Conotoxins: a Case for their Cause of the Rapid Evolutionary Radiation of
Conus
Andy Malishenko
Colorado State University
Fort Collins, Colorado 80523
4/22/94
INTRODUCTION
Cone snails are one of the most diverse and dominant predators in
the coral reef. Their recent appearance and rapid speciation is enough
to catch any body's eye interested in stories of adaptive radiation.

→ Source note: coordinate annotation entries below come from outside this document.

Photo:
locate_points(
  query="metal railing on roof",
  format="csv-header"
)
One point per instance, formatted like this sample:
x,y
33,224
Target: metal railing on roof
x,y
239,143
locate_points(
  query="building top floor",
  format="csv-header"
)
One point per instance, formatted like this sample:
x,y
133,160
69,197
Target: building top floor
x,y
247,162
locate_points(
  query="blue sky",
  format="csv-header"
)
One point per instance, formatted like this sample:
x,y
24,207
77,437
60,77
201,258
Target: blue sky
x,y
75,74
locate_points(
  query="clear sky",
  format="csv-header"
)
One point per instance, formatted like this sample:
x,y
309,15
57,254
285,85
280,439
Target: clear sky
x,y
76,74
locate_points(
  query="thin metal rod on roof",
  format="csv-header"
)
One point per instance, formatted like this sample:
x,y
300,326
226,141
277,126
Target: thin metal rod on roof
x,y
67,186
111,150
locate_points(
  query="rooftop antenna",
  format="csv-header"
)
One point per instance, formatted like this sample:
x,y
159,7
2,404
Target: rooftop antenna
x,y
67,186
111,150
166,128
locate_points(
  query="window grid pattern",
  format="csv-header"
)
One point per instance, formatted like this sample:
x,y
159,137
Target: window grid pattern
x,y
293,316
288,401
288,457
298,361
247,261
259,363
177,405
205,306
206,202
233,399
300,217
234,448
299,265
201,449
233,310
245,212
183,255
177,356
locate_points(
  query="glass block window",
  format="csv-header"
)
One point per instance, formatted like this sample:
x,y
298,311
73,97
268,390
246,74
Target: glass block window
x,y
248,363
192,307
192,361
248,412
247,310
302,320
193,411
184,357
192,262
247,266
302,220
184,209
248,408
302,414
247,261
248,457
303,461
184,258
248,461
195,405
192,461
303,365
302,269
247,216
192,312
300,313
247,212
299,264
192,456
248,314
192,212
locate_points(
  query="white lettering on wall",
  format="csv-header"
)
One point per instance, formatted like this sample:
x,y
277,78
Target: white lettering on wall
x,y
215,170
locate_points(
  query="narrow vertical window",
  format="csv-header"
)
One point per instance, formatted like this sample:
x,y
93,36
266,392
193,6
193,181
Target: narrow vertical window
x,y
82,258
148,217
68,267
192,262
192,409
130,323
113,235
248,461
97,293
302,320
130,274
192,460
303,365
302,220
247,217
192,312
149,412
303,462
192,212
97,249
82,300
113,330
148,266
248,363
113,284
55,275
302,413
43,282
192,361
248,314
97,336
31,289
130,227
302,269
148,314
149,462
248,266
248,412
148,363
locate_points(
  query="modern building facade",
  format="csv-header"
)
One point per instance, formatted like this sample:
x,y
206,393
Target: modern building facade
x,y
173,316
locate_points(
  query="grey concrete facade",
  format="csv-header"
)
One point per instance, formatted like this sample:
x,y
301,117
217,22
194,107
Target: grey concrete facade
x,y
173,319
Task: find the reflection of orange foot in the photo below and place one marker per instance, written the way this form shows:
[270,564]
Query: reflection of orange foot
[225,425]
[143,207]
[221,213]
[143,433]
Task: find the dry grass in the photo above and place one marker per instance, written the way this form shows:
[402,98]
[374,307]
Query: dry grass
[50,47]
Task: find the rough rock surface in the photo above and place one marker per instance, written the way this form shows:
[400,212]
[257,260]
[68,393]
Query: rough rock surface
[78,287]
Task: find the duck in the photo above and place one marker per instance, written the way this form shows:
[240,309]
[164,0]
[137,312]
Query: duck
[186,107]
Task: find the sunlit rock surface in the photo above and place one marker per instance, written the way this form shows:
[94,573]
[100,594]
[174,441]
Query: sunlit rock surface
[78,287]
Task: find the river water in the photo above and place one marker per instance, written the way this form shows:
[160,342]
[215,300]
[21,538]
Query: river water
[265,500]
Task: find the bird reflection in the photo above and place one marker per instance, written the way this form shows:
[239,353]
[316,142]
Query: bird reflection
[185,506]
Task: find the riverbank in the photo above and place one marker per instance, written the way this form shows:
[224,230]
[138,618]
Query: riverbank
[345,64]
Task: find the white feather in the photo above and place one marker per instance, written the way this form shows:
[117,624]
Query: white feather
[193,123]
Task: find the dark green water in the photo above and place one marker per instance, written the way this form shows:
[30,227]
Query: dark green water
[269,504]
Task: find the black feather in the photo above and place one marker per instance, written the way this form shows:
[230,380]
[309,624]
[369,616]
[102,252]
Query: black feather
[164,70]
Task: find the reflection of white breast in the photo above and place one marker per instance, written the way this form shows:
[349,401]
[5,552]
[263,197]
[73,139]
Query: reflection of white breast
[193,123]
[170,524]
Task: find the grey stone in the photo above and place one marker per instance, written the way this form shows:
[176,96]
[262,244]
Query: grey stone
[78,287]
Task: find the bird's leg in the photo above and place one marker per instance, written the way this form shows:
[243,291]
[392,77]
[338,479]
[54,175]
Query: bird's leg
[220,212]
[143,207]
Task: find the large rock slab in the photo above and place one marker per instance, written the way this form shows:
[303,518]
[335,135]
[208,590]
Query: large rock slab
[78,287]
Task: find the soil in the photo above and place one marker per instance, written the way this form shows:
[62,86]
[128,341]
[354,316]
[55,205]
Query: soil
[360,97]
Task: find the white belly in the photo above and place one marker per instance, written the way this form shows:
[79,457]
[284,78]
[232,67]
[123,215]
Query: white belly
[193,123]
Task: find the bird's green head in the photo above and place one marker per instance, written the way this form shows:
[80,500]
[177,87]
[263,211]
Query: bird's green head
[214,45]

In this paper I will propose and support that the rapid evolution of
cone snails is due to their unique venom.
CONE SNAIL BIOLOGY
Cone snails of the genus Conus inhabit tropical waters at varying
shallow depths. They get their name from the distinctive conical shape
of their shell. The designs on the shells are beautifully intricate and
some shells are worth a small forture (See Figure 1). The greatest
diversity of cone snails can be found in subtidal choral reefs of
Thailand and Indonesia but their geographic range extends throughout the
Indio-Pacific region (Kohn 1975, Olivera 1990). They are nocturnal
predators of a remarkably broad phylogenetic range of prey including
polychaete worms, hemichordata, cephalopods, other gastropods, bivalves,
fish, and Crustacea (Nybakken 1990 Miller 1989). They have a very
specialized feeding mechanism involving the use of a hollow tooth at the
end of the proboscis used to stab and envenomate prey (See Figure 2 and
3) (Kantor 1990). The toxins in the venom act very rapidly. The fish
hunting snail, Conus prupurascens can paralyze its prey in about two
seconds (See Figure 1) (Olivera 1991). This quick action is especially
important if you are a snail trying to catch a fish! The mollusc hunter
Conus textile's venom induces peristaltic convulsions in its prey.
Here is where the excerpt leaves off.